Companies Act 2006

A Summary Of The Act

The Companies Act 2006 remains the origin of UK law which assists as the principal source of company law. The act remains the longest in the history of Parliament, built around some 1,300 sections. The act had schedules now amended by the 2009 Corporation Tax Act.

The amendment to the 2006 act changed gradually. The final amendment finalised October 2009. These changes affected most aspects of UK company law.

The key changes being:

  • Extra stipulations for private and public registered UK companies
  • Executed The European Union’s Transparency Obligations and Takeover Directives
  • Arranged (laws or rules) into a systematic code relating to various common law principles that existed along with the duties
    of UK directors
  • Revised or reinstated most features of the 1985 Companies Act
  • Implemented a single united UK company law regime. Northern Ireland treated separately to the UK

The Companies Act 2006 – How The Act Affects Directors?

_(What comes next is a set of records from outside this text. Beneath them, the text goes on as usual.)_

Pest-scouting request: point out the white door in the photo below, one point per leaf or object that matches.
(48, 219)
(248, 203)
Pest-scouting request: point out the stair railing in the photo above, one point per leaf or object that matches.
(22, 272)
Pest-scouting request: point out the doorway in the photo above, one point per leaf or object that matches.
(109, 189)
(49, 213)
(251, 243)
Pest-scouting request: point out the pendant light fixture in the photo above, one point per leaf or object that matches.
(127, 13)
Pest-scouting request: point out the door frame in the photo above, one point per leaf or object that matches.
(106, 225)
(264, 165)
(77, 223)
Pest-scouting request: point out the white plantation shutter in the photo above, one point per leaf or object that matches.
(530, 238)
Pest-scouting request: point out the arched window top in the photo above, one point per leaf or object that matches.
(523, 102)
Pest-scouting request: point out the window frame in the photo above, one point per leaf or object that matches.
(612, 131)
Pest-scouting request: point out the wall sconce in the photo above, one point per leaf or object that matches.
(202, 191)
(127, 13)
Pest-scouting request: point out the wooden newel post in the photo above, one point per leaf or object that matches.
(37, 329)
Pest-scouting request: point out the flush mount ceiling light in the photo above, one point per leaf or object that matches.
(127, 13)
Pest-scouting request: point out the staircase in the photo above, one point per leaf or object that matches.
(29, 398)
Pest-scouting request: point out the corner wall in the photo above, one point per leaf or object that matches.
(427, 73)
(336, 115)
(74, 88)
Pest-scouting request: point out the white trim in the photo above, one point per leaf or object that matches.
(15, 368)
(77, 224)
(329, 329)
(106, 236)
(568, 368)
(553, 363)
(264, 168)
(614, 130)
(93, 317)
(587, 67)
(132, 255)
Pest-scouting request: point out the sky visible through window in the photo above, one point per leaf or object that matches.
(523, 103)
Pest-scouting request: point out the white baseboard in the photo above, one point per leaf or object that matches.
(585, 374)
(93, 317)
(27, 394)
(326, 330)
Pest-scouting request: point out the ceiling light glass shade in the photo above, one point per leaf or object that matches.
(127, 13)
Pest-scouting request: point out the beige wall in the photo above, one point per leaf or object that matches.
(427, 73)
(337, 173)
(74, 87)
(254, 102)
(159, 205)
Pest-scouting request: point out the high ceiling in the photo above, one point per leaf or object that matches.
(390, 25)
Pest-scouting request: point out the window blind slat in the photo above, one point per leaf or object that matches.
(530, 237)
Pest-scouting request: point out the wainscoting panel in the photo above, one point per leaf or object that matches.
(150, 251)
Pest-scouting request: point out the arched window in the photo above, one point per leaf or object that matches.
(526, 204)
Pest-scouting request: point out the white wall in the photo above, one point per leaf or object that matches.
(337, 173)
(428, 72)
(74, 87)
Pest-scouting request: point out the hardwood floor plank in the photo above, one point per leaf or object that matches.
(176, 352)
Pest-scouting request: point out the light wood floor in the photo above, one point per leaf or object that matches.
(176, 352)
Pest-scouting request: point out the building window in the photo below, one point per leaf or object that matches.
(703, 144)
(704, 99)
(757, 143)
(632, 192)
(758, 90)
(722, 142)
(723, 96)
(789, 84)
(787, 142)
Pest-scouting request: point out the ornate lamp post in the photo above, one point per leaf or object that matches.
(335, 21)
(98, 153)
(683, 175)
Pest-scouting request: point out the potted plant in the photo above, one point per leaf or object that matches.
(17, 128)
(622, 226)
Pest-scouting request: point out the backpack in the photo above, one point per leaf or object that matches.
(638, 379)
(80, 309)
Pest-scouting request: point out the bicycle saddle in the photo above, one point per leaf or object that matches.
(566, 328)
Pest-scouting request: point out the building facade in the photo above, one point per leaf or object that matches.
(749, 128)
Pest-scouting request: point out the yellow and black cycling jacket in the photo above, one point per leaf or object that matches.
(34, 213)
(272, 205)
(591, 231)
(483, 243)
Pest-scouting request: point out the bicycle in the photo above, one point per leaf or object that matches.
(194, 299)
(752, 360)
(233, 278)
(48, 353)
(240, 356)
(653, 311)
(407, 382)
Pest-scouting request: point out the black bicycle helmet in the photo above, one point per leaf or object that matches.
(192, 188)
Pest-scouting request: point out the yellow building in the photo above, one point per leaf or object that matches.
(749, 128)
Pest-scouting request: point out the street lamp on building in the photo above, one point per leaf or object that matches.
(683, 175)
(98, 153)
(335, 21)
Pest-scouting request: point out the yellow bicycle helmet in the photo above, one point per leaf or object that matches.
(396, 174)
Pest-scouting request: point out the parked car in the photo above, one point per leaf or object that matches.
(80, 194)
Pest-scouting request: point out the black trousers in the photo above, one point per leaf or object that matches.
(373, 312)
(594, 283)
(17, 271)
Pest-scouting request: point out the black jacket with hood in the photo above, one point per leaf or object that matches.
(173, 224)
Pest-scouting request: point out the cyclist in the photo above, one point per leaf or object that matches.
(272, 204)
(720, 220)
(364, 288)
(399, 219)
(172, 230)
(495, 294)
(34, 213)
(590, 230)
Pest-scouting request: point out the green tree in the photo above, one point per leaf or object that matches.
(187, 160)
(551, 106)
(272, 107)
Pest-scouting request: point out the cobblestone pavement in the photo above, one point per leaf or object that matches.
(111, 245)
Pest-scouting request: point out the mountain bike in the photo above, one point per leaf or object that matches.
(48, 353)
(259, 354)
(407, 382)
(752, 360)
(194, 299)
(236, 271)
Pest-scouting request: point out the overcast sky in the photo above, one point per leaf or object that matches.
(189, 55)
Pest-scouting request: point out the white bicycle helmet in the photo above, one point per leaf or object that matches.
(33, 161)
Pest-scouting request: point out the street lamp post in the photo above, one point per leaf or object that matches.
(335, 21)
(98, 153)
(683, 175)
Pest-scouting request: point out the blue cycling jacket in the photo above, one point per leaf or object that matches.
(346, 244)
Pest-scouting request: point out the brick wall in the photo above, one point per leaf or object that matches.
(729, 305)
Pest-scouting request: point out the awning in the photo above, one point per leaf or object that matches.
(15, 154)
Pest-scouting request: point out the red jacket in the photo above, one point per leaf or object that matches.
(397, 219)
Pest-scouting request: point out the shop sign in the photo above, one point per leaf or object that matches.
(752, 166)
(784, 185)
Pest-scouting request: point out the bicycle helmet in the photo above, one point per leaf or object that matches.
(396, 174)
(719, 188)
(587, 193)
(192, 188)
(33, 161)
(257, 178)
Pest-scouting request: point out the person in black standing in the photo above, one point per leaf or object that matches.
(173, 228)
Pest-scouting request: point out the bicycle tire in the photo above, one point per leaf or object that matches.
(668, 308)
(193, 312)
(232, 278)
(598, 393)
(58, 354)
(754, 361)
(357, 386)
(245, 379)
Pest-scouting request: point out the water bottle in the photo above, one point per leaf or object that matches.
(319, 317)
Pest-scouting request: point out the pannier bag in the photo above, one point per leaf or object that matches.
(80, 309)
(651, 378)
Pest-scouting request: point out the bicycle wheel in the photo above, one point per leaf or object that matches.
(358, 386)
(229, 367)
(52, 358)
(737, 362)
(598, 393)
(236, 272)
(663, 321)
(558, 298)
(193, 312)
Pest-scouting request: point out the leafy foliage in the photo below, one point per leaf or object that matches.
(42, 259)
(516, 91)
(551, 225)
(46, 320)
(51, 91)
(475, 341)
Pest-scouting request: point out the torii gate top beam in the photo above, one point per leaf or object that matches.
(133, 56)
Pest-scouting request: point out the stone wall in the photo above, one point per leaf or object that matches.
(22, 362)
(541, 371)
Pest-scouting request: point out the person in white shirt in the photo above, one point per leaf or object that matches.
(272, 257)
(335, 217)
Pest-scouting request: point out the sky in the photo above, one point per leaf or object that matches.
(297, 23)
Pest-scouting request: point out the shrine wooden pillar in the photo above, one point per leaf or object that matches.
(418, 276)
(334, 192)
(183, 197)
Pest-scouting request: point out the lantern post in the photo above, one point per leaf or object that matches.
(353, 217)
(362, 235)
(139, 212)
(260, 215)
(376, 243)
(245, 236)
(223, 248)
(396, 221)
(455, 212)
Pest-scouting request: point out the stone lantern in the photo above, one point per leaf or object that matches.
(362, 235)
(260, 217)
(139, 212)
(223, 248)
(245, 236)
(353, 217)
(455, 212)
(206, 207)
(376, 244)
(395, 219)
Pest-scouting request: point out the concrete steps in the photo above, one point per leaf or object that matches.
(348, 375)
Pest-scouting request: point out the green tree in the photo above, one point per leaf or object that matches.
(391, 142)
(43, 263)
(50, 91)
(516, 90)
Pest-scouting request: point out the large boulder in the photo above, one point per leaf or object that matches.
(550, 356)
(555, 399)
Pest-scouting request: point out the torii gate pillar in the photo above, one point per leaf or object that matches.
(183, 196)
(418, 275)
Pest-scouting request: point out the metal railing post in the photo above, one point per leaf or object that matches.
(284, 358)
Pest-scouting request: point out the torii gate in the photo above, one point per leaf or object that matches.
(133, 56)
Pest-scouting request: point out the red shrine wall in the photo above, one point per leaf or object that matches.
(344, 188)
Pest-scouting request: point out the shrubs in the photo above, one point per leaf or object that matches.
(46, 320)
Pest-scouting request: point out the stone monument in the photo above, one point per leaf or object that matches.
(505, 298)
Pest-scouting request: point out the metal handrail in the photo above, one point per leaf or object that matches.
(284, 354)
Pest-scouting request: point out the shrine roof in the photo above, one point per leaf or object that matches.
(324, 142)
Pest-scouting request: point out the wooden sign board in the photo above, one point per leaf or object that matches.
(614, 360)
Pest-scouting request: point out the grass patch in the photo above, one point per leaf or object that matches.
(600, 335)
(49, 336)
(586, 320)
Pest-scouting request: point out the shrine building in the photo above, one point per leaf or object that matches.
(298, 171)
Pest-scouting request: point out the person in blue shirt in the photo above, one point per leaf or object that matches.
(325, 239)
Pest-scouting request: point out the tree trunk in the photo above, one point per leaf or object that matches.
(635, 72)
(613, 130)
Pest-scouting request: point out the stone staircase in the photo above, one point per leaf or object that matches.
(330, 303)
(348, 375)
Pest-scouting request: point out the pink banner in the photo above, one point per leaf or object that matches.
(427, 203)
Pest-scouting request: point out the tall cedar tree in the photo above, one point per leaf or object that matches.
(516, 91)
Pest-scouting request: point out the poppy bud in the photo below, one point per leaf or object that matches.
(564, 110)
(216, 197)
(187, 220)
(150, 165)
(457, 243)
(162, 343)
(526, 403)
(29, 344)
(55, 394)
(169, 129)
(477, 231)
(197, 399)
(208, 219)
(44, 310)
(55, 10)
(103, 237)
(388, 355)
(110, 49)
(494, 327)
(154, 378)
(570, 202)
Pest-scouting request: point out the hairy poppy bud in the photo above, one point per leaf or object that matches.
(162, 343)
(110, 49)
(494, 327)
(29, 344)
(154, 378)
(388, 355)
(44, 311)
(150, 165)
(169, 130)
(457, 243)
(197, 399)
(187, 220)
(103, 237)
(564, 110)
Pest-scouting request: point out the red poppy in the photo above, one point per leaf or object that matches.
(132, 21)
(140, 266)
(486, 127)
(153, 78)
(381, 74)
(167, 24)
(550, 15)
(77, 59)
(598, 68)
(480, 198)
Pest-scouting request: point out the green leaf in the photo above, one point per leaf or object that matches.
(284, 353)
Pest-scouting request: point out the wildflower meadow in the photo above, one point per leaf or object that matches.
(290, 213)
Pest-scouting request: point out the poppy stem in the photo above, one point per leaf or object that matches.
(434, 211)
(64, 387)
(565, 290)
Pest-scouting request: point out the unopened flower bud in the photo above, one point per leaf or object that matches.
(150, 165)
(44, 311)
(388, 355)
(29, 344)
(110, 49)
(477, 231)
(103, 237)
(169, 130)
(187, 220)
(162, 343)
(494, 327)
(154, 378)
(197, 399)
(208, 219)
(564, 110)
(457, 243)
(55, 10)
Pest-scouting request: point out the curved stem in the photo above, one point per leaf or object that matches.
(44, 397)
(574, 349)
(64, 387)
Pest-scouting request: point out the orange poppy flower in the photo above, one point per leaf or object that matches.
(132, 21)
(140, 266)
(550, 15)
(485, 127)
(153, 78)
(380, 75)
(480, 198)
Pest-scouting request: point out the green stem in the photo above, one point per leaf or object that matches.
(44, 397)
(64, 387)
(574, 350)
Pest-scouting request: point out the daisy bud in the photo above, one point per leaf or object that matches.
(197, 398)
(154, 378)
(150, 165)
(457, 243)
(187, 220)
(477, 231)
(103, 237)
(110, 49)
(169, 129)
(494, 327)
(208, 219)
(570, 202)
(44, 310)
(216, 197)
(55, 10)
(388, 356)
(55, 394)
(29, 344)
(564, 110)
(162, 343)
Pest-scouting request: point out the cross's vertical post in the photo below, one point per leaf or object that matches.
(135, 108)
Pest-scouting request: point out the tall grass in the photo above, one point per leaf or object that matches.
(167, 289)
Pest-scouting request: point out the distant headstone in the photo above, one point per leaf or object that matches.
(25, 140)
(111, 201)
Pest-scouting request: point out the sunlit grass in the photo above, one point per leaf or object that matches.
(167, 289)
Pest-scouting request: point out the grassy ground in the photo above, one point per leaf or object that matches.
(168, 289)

Prior to the act, directors duty in the main led by case law. The 2006 Act codified the duties of directors into a statutory statement.

The main duties :

At all times;
  • Ensure as a director you act within your powers.
  • Always promote the success of the company, ensuring a benefit for shareholders.
  • Ensuring independent judgement at all times.
  • Maintaining you ensure reasonable care, diligence & skill at all times.
  • Conflicts of interest must at all times be avoided.
  • Third-party benefits not to be accepted at any time.
  • Make known interest transactions or arrangements with the company. Duties ensure minimum standards directors adhere to.